Les livres de Florence Delay sont des miracles de légèreté, de poésie et de grâce. Et la plume de la romancière fait merveille quand elle nous fait entrer dans la mémoire familiale de son cher et lumineux Pays basque, havre d’un bonheur partagé chaque été avec famille et amis réunis dans le beau refuge de Miradour.
Florence Delay nous dévoile dans Un été à Miradour la belle maison de famille, perchée dans la montagne basque d’où l’on mire et admire l’Adour, propriété de Madeleine ou Madelou et de son mari Paul, chirurgien, tous deux parents de Marianne, romancière, et de Rose. Madelou, lumière et cœur battant de la demeure, y reçoit régulièrement sa « petite troupe », dit-elle, enfants, petits-enfants et amis.

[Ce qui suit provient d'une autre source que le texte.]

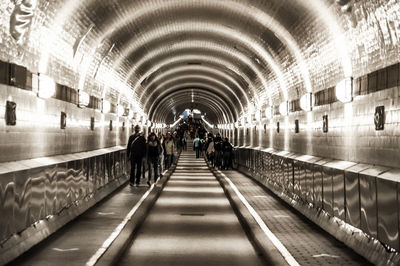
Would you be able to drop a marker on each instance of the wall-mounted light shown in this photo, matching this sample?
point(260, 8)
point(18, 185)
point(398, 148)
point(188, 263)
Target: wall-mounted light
point(258, 115)
point(344, 90)
point(296, 126)
point(268, 112)
point(92, 123)
point(106, 106)
point(306, 102)
point(121, 110)
point(249, 118)
point(47, 86)
point(379, 118)
point(325, 123)
point(83, 99)
point(11, 117)
point(283, 108)
point(63, 120)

Et quelques écrivains occasionnellement.
Très vite le lecteur entrevoit que les noms des protagonistes de ce court texte sont en réalité des masques et qu’Un été à Miradour est une chronique familiale à peine voilée. Madelou est Marie-Madeleine Carrez-Delay, mère de Marianne, autrement dit Florence, romancière et épouse d’un producteur de cinéma, et de Rose, ou Claude de son vrai nom. Madelou est marié à Paul, double académicien, fils de chirurgien, disciple du psychiatre Pierre Janet. Il est en réalité Jean Delay, illustre médecin psychiatre et écrivain, membre des deux Académies, française et de médecine, et auteur d’un livre devenu référence, La jeunesse de Gide.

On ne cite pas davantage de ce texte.